A library for developing LLM-powered Rust applications.
https://rig.rs
MIT License
81 stars 3 forks source link

feat: Add PDF Loader to Document Loaders in Rig #24

Open Tachikoma000 opened 6 days ago

Tachikoma000 commented 6 days ago

Feature Request

Add a PDF Loader to the Document Loaders in Rig

Motivation

PDF is a widely used format for storing and sharing documents. Adding support for loading PDF files would significantly enhance Rig's capability to process and analyze a broader range of document types. This feature would allow users to easily incorporate PDF documents into their RAG (Retrieval-Augmented Generation) systems and other LLM tasks.

Use cases include:

  1. Extracting information from technical documentation stored in PDFs
  2. Analyzing academic papers and research reports
  3. Processing business documents and reports
  4. Incorporating legal documents into NLP workflows

Proposal

Implement a PdfLoader as part of the document_loaders module. The implementation should:

  1. Create a new file src/document_loaders/pdf.rs
  2. Implement a PdfLoader struct that implements the DocumentLoader trait
  3. Use the lopdf crate for parsing PDF files
  4. Extract text content from PDF documents
  5. Convert extracted content into DocumentEmbeddings

Basic structure:

use async_trait::async_trait;
use lopdf::Document;
use crate::embeddings::DocumentEmbeddings;
use super::DocumentLoader;

pub struct PdfLoader {
    path: String,
}

impl PdfLoader {
    pub fn new(path: &str) -> Self {
        Self { path: path.to_string() }
    }
}

#[async_trait]
impl DocumentLoader for PdfLoader {
    async fn load(&self) -> Result<Vec<DocumentEmbeddings>, Box<dyn std::error::Error + Send + Sync>> {
        // Implementation here
    }
}

Additional considerations:

Alternatives

  1. Use a different PDF parsing library: We could use libraries like pdf-extract or pdf-rs instead of lopdf. However, lopdf seems to offer a good balance of features and performance.

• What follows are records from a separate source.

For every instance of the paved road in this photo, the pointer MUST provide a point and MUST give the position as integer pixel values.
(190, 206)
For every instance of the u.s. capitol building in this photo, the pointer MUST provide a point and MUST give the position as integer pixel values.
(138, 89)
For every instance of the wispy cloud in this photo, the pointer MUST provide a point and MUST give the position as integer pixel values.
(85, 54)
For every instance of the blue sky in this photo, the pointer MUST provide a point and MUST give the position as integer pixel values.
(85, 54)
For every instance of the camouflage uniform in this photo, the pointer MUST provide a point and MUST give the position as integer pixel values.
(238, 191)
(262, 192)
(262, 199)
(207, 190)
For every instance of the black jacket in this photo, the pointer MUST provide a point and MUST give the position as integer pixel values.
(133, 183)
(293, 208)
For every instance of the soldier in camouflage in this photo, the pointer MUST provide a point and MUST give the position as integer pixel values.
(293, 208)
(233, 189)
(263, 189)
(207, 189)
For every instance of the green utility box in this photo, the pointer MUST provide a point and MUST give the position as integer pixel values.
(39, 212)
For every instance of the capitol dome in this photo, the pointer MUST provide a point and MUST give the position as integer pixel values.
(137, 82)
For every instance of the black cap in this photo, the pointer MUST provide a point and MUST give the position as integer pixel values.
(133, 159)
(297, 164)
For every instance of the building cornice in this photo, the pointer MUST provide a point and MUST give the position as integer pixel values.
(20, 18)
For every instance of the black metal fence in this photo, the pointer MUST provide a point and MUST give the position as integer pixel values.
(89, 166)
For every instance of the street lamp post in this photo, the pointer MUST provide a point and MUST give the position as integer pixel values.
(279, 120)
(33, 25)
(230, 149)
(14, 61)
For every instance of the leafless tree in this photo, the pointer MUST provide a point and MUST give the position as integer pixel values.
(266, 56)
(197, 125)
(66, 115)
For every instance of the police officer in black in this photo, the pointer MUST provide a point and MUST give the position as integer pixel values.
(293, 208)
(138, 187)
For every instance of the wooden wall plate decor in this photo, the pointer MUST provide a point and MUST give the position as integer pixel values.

  2. Implement PDF parsing from scratch: This would give us more control but would be time-consuming and potentially error-prone.

  3. Use external tools: We could use external command-line tools like pdftotext and call them from Rust. This would be simpler to implement but would add external dependencies and potential security risks.

  4. Defer PDF support to users: We could provide a trait for document loading and let users implement PDF support themselves. This would be simpler for Rig but would push complexity to the users.

The proposed solution (using lopdf) was chosen because it provides a good balance of functionality, ease of implementation, and integration with Rust. It keeps the implementation within Rig, providing a cohesive experience for users without external dependencies.